Meski dikenal sebagai aset lindung nilai terhadap perang dan inflasi, Bitcoin belum berperilaku seperti safe haven. Justru, korelasi BTC terhadap emas tercatat -0,07, sementara korelasinya dengan Nasdaq mencapai +0,61, membuat BTC lebih mirip saham teknologi dengan beta tinggi daripada aset lindung nilai tradisional.
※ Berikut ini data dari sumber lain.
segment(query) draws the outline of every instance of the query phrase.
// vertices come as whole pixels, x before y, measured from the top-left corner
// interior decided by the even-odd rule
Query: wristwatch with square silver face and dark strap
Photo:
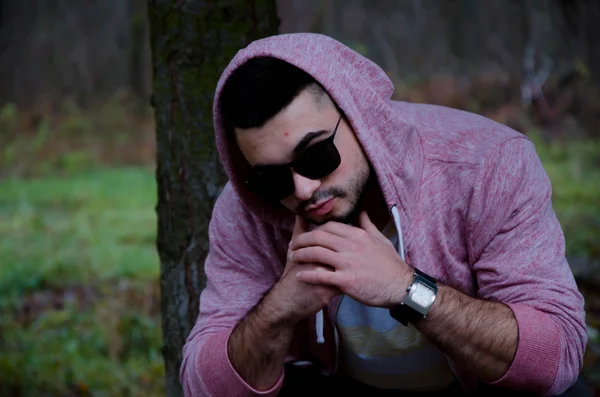
[[[435,279],[423,273],[419,269],[415,271],[413,282],[408,286],[408,294],[401,304],[390,309],[390,315],[408,326],[409,322],[414,322],[425,318],[429,309],[435,302],[437,295],[437,284]]]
Sementara itu, pandangan pasar opsi mencerminkan keyakinan rebound jangka pendek. Skew delta 25 untuk tenor 1 minggu dan 1 bulan masing-masing naik ke 8 persen dan 5 persen, menunjukkan minat beli call option. Namun, skew tenor 6 bulan masih negatif, mengindikasikan kebutuhan lindung nilai terhadap resiko jangka panjang, termasuk inflasi akhir tahun.
Dampak Kebijakan Moneter
QCP juga memprediksi bahwa ketegangan geopolitik bisa membuat The Fed menahan pemangkasan suku bunga di paruh kedua tahun ini.
“Pasar saat ini memperkirakan dua pemangkasan di 2025, tapi kami percaya The Fed bisa mengisyaratkan hanya satu,” tulis mereka.
Revisi proyeksi seperti ini bisa membebani aset berisiko termasuk BTC, terutama jika pasar mulai beralih ke mode risk-off akibat kombinasi perang dan inflasi.